Honey-Drizzled Golden Banana Fritters
These crispy, golden, deep-fried banana fritters are spectacular! Honey really adds a subtle mellow sweetness and depth to the flavour of the caramelised bananas.
If you’ve not had honey-drizzled banana fritters, you have to try this right away! These crispy, golden, deep-fried banana fritters are spectacular!
Honey really adds a subtle, mellow sweetness and depth to the flavour of the caramelised bananas.
Each nugget packs such a punch.
The soft, almost creamy, warm flesh of bananas are punctuated with crispy batter when you sink your teeth into it.
When eaten with dollops of vanilla ice-cream, a simple snack is transformed into a heavenly dessert that’s a fitting cap-off to any meal.
Deep-fried banana fritters are a traditional Asian tea snack, often prepared with whatever bananas are available locally.
While some varieties of bananas are generally more suited to being deep-fried, I just use whatever I have at home, once they get a little too ripe.
If there’s one fruit I always have plenty of at home, it’s bananas!
So, I always try to find interesting ways to use up my over-ripe bananas.
I do the deep-fried fritters when the bananas are at the point where their peels have freckled considerably, and the flesh is soft and pliable, though still holding its shape.
Living in Singapore, we’re extremely fortunate to be able to get many varieties of bananas from countries in the Asian region – primarily, the Philippines, Malaysia, Indonesia and Japan.
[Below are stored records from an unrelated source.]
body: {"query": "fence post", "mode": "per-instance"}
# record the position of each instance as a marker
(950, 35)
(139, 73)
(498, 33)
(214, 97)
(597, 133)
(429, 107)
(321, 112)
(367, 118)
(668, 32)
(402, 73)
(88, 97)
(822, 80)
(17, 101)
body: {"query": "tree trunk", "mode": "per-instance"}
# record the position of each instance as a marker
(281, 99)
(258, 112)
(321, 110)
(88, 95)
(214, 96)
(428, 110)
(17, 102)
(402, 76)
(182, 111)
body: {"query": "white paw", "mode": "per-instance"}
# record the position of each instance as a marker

I must confess that I have probably the poorest general knowledge of varieties of bananas.
I used to have such a tough time trying to recognise the pertinent characteristics of each variety and their local names.
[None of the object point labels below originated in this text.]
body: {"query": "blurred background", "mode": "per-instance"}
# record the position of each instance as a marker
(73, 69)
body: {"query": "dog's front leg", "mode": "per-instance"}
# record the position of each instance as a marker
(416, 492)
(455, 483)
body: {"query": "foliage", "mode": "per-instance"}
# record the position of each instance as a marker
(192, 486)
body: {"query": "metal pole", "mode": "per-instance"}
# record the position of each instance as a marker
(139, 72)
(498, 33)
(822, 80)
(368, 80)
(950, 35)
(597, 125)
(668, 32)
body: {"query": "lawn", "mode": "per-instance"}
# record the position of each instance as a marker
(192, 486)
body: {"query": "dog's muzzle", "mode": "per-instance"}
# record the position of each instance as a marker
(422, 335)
Pisang rajah, pisang tanduk, pisang emas – being the only ones most familiar to me (‘pisang’ being the word for ‘banana’ in the Malay language).
I’ve kind of given up on trying (for now) and am just content with leaving this task to my local fruit vendors at the market.
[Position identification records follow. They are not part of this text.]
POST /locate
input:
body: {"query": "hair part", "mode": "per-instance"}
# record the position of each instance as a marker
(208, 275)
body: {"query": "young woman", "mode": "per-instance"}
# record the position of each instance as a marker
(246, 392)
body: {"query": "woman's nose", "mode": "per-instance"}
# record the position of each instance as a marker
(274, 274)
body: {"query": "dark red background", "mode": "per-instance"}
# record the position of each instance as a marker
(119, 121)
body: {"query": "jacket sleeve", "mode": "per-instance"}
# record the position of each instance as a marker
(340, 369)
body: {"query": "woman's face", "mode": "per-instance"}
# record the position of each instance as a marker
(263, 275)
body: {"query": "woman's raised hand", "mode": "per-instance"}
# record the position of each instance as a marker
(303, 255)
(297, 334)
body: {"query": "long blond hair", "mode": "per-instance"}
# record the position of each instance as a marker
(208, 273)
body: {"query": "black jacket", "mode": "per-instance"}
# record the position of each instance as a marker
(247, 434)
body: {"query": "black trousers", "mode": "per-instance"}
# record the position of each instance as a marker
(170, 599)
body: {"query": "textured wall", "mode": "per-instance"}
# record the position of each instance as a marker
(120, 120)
I simply ask the Uncle or Aunty to give me the sweeter varieties, which might end up as banana fritters, and I’m good to go!
Just a short word on this recipe – this batter produces a nice crisp, but in our humid weather, even the best of batters do not stay crisp for too long.
One approach I’ve taken is to keep the fritters in a warm oven set at about 100 to 110 deg C for a short period of time.
It helps prolong crispness until the moment I’m ready to serve.
Another effective approach I’ve also often used, if cooking a large quantity (say, anything more than 20 fritters) would be to par-fry the entire batch my first time round, letting them drain on paper towels for 5 minutes.
Then, deep-fry the second time until batter turns golden brown.
- ¾ cup self-raising flour
- ¼ cup corn flour
- 1 tbsp caster sugar
- 2 tbsp milk
- 1 tbsp 20 g butter, melted
- 125 ml water plus more, as needed
- 3 – 4 medium-sized ripe bananas cut into thumb-length sections
- Some honey for drizzling, as needed
- oil for deep-frying
- In a mixing bowl, combine the self-raising flour, corn flour, sugar, milk and melted butter using a wooden spoon or metal whisk.
- Then add water gradually, mix well until the batter is smooth and thick (read Recipe Notes #1 and #2 below). You may not need to use all the water, but if you require more, be sure to add in small amounts.
- Cut the bananas into thumb-length (2-inch) sections.
- Fill a wok one-quarter full with oil. Heat till medium hot (180 deg C) or until a small piece of bread fries golden brown in 15 seconds when dropped in the oil. Dip the banana pieces, 3 to 4 at a time, into the batter, and coat evenly all over with batter. Spoon and drop the pieces carefully into the hot oil. Fry until they turn golden brown on all sides, between 3 to 4 minutes. Scoop out and drain on a wire rack or paper towels. Repeat in batches until all the banana pieces have been fried (read Recipe Notes #3).
- Serve the banana fritters drizzled all over with honey (optional) for that extra smooth sweetness.
- If you lift the spoon or ladle with some batter to a height about 6 inches above the batter, and tip the the batter back into the bowl, the batter should be able to easily run off the spoon or ladle, in a generally smooth, slightly thick and continuous stream.
- If the batter stream is a tad runny, add more flour (e.g. 1 tbsp), bit by bit, to thicken. If the batter is too thick, and does not run off the spoon or ladle smoothly, add more water, bit by bit (e.g. 1 tbsp) at a time. Always mix to incorporate well, before adding more flour or water.
- You can keep the fritters in a warm oven set at about 100 to 110 deg C – just hot enough to provide a warm environment (but not hot enough to cook them further) to prolong its crispness until the moment you are ready to serve. Another effective approach is, if cooking a large quantity (say, anything more than 20 fritters), to par-fry the entire batch the first time round, letting them drain on paper towels for at least 5 minutes. Then deep-fry the second time until batter turns golden brown.